Step 1: Heat released by steam has two parts. First, steam condenses at 100°C: \ (Q_1 = m_s L_v\). Second, condensed water cools from 100°C to 80°C: \ (Q_2 = m_s c (100 – 80) = m_s \times 4200 \times 20\).
Step 2: Total heat released by steam: \ (Q_{\text{released}} = m_s(2.26 \times 10^6 + 84000) = m_s \times 2.344 \times 10^6\) J
Step 3: Heat absorbed by calorimeter water (ignoring calorimeter heat capacity): \ (Q_{\text{absorbed}} = m_w c \Delta T = 0.2 \times 4200 \times (80 – 50) = 0.2 \times 4200 \times 30 = 25200\) J
Step 4: Apply heat balance (heat lost = heat gained): \ (m_s \times 2.344 \times 10^6 = 25200\)
Step 5: Solve for \ (m_s\): \ (m_s = \dfrac{25200}{2.344 \times 10^6} \approx 0.01075\) kg = 10.75 g
Answer
Mass of steam condensed ≈ 10.75 g
CBSE Exam Tips 2025-26
- Memorise standard values: Always remember \ (L_v\) of water = \ (2.26 \times 10^6\) J/kg and \ (L_f\) of ice = \ (3.34 \times 10^5\) J/kg.

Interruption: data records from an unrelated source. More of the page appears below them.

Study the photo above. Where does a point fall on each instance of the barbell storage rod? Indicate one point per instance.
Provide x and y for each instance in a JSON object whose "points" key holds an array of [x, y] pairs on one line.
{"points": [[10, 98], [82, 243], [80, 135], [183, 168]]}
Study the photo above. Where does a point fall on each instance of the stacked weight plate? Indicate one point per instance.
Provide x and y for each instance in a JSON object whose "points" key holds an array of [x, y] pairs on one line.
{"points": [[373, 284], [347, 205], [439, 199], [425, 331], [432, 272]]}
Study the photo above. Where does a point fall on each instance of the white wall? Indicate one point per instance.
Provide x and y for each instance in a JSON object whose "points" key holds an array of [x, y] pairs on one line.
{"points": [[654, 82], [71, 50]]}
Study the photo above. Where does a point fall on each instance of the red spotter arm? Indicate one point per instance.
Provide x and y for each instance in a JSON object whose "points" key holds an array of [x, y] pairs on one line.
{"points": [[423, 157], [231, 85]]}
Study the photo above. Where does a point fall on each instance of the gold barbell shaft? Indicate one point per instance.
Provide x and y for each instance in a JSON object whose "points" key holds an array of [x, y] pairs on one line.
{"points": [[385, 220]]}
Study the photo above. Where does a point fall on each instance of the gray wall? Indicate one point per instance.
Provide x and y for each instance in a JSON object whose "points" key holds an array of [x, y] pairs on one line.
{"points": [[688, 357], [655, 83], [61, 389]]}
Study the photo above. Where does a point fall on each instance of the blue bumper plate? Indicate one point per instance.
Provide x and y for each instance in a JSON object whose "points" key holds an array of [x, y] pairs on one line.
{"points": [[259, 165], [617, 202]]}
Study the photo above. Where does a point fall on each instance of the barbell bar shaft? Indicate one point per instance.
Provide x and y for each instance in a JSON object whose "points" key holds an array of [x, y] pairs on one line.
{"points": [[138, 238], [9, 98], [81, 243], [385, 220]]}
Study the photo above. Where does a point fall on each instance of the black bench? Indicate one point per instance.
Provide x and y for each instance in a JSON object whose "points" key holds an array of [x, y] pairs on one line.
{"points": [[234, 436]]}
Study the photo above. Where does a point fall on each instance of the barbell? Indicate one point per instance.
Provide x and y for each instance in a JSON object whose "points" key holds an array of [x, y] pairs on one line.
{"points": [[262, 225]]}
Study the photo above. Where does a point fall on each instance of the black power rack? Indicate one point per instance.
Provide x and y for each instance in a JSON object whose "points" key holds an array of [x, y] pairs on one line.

CBSE 2025-26 papers frequently use these values directly.
- Unit conversion is critical: Convert grams to kilograms before substituting into \ (Q = mL_v\). A mass left in grams will give an answer that is 1000 times too large.
- Show all steps clearly: CBSE awards step marks. Write the formula first, then substitute values, then calculate. Do not skip steps in 3-mark or 5-mark questions.
- Distinguish latent and sensible heat: Use \ (Q = mL_v\) for phase changes (no temperature change). Use \ (Q = mc\Delta T\) when temperature changes. Mixing these two up is the most common error in board exams.
- We recommend practising calorimetry problems that combine both formulas. These mixed problems appear almost every year in CBSE Class 11 term exams.
- Check sign conventions: Heat is absorbed (\ (Q > 0\)) during vaporisation. Heat is released (\ (Q < 0\)) during condensation. State this in your answer to earn full marks.
Common Mistakes to Avoid
- Using grams instead of kilograms: The SI unit of mass is kg. The standard value of \ (L_v\) for water is given in J/kg. If you substitute mass in grams, your answer will be wrong by a factor of 1000. Always convert first.
- Confusing \ (L_v\) with \ (L_f\): Latent heat of vaporisation (\ (L_v\)) applies to liquid-to-gas transitions. Latent heat of fusion (\ (L_f\)) applies to solid-to-liquid transitions. These are completely different values and must not be interchanged.
- Ignoring the cooling step in steam problems: When steam condenses and then cools to a lower temperature, students often forget to include the heat released during cooling. Both the condensation heat (\ (mL_v\)) and the cooling heat (\ (mc\Delta T\)) must be included in the heat balance.
- Applying the formula during temperature change: The formula \ (Q = mL_v\) applies only at the boiling point, when phase change occurs at constant temperature. If the liquid is still heating up, use \ (Q = mc\Delta T\) instead.
- Forgetting that condensation is the reverse process: The same amount of heat \ (Q = mL_v\) is released when vapour condenses into liquid. Many students think vaporisation and condensation involve different amounts of heat.
JEE/NEET Application of the Heat of Vaporisation Formula
In our experience, JEE aspirants encounter the heat of vaporisation formula most often in calorimetry problems. These problems combine phase changes with temperature changes. Mastering the heat balance equation is essential for scoring in this section.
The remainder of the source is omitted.